Opinion
04-24-2024
Warren S. Hecht, Forest Hills, NY, for appellant. David M. Hoovler, District Attorney, Goshen, NY (Robert H. Middlemiss of counsel), for respondent.
Warren S. Hecht, Forest Hills, NY, for appellant.
David M. Hoovler, District Attorney, Goshen, NY (Robert H. Middlemiss of counsel), for respondent.
VALERIE BRATHWAITE NELSON, J.P., JOSEPH J. MALTESE, LILLIAN WAN, CARL J. LANDICINO, JJ.
DECISION & ORDER
Appeal by the defendant from a judgment of the County Court, Orange County (Hyun Chin Kim, J.), rendered December 20, 2022, convicting him of criminal possession of a controlled substance in the third degree (two counts) and criminal possession of a controlled substance in the seventh degree, upon his plea of guilty, and imposing sentence.
ORDERED that the judgment is affirmed.
[1, 2] Contrary to the defendant’s contention, the County Court did not deprive him of the right to self-representation. The defendant’s request to proceed pro se was made in the context of his claim of dissatisfaction with counsel and was not unequivocal (see People v. Ambrosio, 189 A.D.3d 868, 868, 133 N.Y.S.3d 446; People v. Scivolette, 40 A.D.3d 887, 887, 836 N.Y.S.2d 262). Additionally, since the defendant’s subsequent conduct indicated his satisfaction with his assigned counsel, he abandoned any previous request to represent himself (see People v. Ambrosio, 189 A.D.3d at 869, 133 N.Y.S.3d 446; People v. Diaz, 83 A.D.3d 958, 959, 920 N.Y.S.2d 430).

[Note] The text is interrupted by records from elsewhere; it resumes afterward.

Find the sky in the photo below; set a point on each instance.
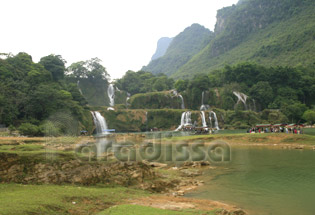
(122, 33)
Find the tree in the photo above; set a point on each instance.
(78, 70)
(55, 64)
(181, 85)
(309, 116)
(96, 70)
(88, 69)
(262, 92)
(29, 129)
(294, 111)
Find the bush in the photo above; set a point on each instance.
(29, 129)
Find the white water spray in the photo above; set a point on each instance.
(100, 123)
(185, 120)
(111, 94)
(182, 99)
(216, 123)
(203, 119)
(241, 98)
(78, 82)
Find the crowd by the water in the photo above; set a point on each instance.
(288, 130)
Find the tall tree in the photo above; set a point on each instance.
(54, 64)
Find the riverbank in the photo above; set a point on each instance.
(152, 187)
(42, 184)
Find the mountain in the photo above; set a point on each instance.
(161, 48)
(270, 33)
(183, 47)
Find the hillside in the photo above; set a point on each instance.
(270, 33)
(183, 47)
(161, 48)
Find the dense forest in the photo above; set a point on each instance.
(31, 93)
(273, 39)
(34, 95)
(269, 33)
(289, 89)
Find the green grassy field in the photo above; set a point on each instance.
(54, 199)
(138, 209)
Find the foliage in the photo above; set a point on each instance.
(183, 47)
(142, 82)
(309, 116)
(29, 129)
(55, 65)
(31, 92)
(59, 199)
(273, 33)
(92, 69)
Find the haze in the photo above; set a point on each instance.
(122, 33)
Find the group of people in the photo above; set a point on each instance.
(288, 130)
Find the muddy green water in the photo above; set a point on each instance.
(264, 181)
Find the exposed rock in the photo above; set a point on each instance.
(16, 169)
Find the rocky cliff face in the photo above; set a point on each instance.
(243, 32)
(183, 47)
(161, 48)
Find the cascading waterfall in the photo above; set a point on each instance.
(210, 119)
(203, 119)
(185, 120)
(128, 98)
(183, 104)
(100, 123)
(111, 94)
(78, 82)
(216, 123)
(241, 98)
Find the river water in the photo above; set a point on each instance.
(263, 181)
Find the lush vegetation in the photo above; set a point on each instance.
(185, 45)
(56, 199)
(291, 90)
(142, 82)
(38, 98)
(273, 33)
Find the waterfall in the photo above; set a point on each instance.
(203, 119)
(203, 107)
(185, 120)
(146, 120)
(216, 123)
(183, 104)
(100, 123)
(241, 98)
(254, 105)
(78, 82)
(210, 118)
(111, 94)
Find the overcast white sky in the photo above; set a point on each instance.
(122, 33)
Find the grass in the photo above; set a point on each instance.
(138, 209)
(54, 199)
(309, 131)
(266, 138)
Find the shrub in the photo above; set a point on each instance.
(29, 129)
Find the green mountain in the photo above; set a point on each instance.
(270, 33)
(162, 47)
(183, 47)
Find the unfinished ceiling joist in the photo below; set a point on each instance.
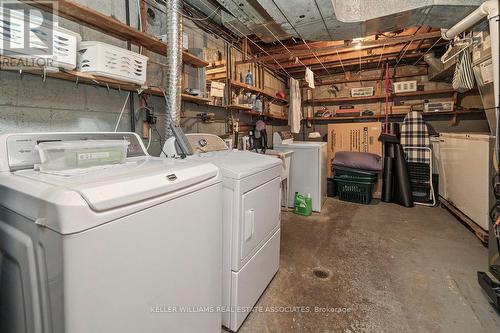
(348, 48)
(76, 12)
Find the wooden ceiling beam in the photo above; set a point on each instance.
(333, 58)
(343, 48)
(352, 63)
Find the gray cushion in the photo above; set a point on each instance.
(358, 160)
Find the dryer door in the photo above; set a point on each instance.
(260, 216)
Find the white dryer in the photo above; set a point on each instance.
(130, 247)
(307, 169)
(251, 226)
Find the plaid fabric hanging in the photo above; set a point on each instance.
(414, 133)
(463, 78)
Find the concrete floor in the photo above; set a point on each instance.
(392, 269)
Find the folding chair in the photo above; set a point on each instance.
(416, 144)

[3, 4] The defendant contends on appeal that his conviction of criminal possession of a controlled substance in the seventh degree should be reversed and that count of the indictment dismissed because it is an inclusory concurrent count of criminal possession of a controlled substance in the third degree (see CPL 300.40[3][b]). The contention is without merit, as CPL 300.40(3) and (4), cited by the defendant, "‘deal[] only with trials, and [have] no application to convictions obtained on [a] plea of guilty’ " (People v. Galdamez–Galdamez, 199 A.D.3d 1014, 1015, 154 N.Y.S.3d 824, quoting People v. Walton, 41 N.Y.2d 880, 880–881, 393 N.Y.S.2d 979, 362 N.E.2d 610). According to CPL 220.10(2), a defendant "may as a matter of right enter a plea of ‘guilt’ to the entire indictment." Moreover, a defendant may do so " ‘even [where] a series of inclusory concurrent counts is involved’ " (People v. Galdamez–Galdamez, 199 A.D.3d at 1015, 154 N.Y.S.3d 824, quoting People v. Walton, 41 N.Y.2d at 881, 393 N.Y.S.2d 979, 362 N.E.2d 610). Accordingly, there is no basis to disturb the defendant’s conviction of criminal possession of a controlled substance in the seventh degree.
[5, 6] The defendant’s contention that the County Court’s sentence impermissibly penalized him for exercising his right to a suppression hearing is unpreserved for appellate review, since he neither objected to the sentence nor raised this issue at the time of sentencing (see People v. Parker, 180 A.D.3d 1072, 1073, 118 N.Y.S.3d 223; People v. Arnold, 139 A.D.3d 748, 750, 30 N.Y.S.3d 333). In any event, the fact that the sentence imposed after the hearing was more severe than the sentence offered earlier during plea negotiations does not, standing alone, establish that the defendant was punished for exercising his right to a hearing (see People v. Nahshal, 146 A.D.3d 817, 819, 45 N.Y.S.3d 142). Under the circumstances, the defendant’s contention that the court’s sentence impermissibly penalized him for exercising his right to a suppression hearing is without merit (see People v. Parker, 180 A.D.3d at 1073, 118 N.Y.S.3d 223).
The sentence imposed was not excessive (see People v. Suitte, 90 A.D.2d 80, 455 N.Y.S.2d 675).
BRATHWAITE NELSON, J.P., MALTESE, WAN and LANDICINO, JJ., concur.